Toronto Star

Family will forgive beef over bridal shower, in time

- Ellie Ellie Tesher is an advice columnist for the Star and based in Toronto. Send your relationsh­ip questions via email: ellie@thestar.ca.

Dear Readers: A borrowed thought to share with everyone: “Smile through the mask.”

That’s advice from a street-crossing guard known as “Hi-Five Paul” for his upbeat pre-COVID-19 greetings to youngsters at a school crossing.

Recently interviewe­d on CBC’s “Metro Morning,” and despite currently closed schools, Paul’s still smiling to connect to people even while distanced.

Every day that each of us awakens is a fresh start. We can see a grey wintry sky outside and get gloomy, or we can brighten up and face whatever’s ahead.

Let’s all try Paul’s upbeat prescripti­on for getting through this pandemic safely.

Q: Last year, before COVID-19 hit, my niece was planning her wedding. A bridal shower was planned for a day that I was obligated to babysit my three-year-old grandson.

I asked the person throwing the shower if I could bring my grandson. She told me that would be OK. However, my niece called and told me that no boys were allowed to attend.

I said a few nasty words to her, she said some nasty words back. My niece also told me that I was then off the guest list. Months later, there was a party for the couple and my sister asked why I wasn’t planning on going. I told her that the reason was her daughter took me off the guest list.

Then COVID-19 hit and all festivitie­s were cancelled. The couple still got married in June.

In September, I apologized and bought my niece a bridal gift and a wedding gift. I wished her and her husband all the best.

By last December, my niece and my sister were still angry. They blame me for all the problems that occurred. I’m so frustrated and ready to move away in order to not bother with them. I tried to make amends and apologized. I don’t know what else to do.

Lost Sister

A: So sad. But we have to look at the common triggers that get activated during wedding preparatio­ns.

A bride gets uptight about wanting her event to be perfect ... to the point of preventing a toddler from attending a shower because he’s a boy.

A grandmothe­r, feeling protective and with a responsibi­lity to babysit, feels hurt and overreacts.

And a mother of the bride gets involved, aligning with her daughter’s decision to keep the event free of a small boy.

Perhaps a plan could have been made for someone else to babysit the child.

Perhaps the bride could have found it cute to have the youngster present.

Perhaps the two older sisters who were head of their households could have smoothed this over rather than let it become a wedge between them. Apologize again.

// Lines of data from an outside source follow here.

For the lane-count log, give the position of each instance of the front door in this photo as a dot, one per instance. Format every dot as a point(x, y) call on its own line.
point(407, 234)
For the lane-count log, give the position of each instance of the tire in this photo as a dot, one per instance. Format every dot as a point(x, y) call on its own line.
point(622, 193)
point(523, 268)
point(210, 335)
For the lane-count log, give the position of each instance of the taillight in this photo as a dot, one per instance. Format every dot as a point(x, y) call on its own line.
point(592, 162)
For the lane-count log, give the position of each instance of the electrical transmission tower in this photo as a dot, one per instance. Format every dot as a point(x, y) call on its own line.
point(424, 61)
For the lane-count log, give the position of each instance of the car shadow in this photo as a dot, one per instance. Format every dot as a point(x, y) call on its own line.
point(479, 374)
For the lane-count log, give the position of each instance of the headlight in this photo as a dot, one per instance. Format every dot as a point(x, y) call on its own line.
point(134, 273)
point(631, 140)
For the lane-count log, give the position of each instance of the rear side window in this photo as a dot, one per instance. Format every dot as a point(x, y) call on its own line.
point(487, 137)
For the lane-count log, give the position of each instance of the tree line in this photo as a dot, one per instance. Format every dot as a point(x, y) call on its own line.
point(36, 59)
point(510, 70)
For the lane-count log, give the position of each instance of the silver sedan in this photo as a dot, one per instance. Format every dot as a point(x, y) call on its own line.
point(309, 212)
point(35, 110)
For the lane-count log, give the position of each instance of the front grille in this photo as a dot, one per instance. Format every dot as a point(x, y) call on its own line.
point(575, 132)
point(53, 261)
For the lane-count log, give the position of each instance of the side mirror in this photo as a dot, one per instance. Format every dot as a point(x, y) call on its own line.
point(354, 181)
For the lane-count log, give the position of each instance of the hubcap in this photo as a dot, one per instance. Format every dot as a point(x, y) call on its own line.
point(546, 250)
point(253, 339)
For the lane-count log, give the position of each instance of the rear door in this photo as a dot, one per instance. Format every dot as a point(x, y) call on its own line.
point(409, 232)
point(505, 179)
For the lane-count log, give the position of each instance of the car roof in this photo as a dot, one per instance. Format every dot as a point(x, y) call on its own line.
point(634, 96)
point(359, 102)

You’re not at some terrible fault here, but you did overreact with “nasty” words.

Do not move away.

You were generous with gifts, now be generous with wisdom and understand­ing. Tell both your sister and her daughter that you deeply regret the incident and, in this time of much more serious issues to face, you want to repair the situation and strengthen the family bond.

FEEDBACK Regarding the recently widowed woman struggling with grief and despair (Jan. 19):

Reader: “Author Yvonne Heath, a longtime nurse, wrote ‘Love Your Life to Death.’

“She believes that ‘If we learn about grief before the grief, if we talk about death and dying before the diagnosis, before someone is dying, we will suffer less, and our families will suffer less.’

“Our death-denying culture makes us greatly unprepared for the death of loved ones.” Ellie’s tip of the day

If you care about family, don’t give up without trying all reasonable means to repair a rift.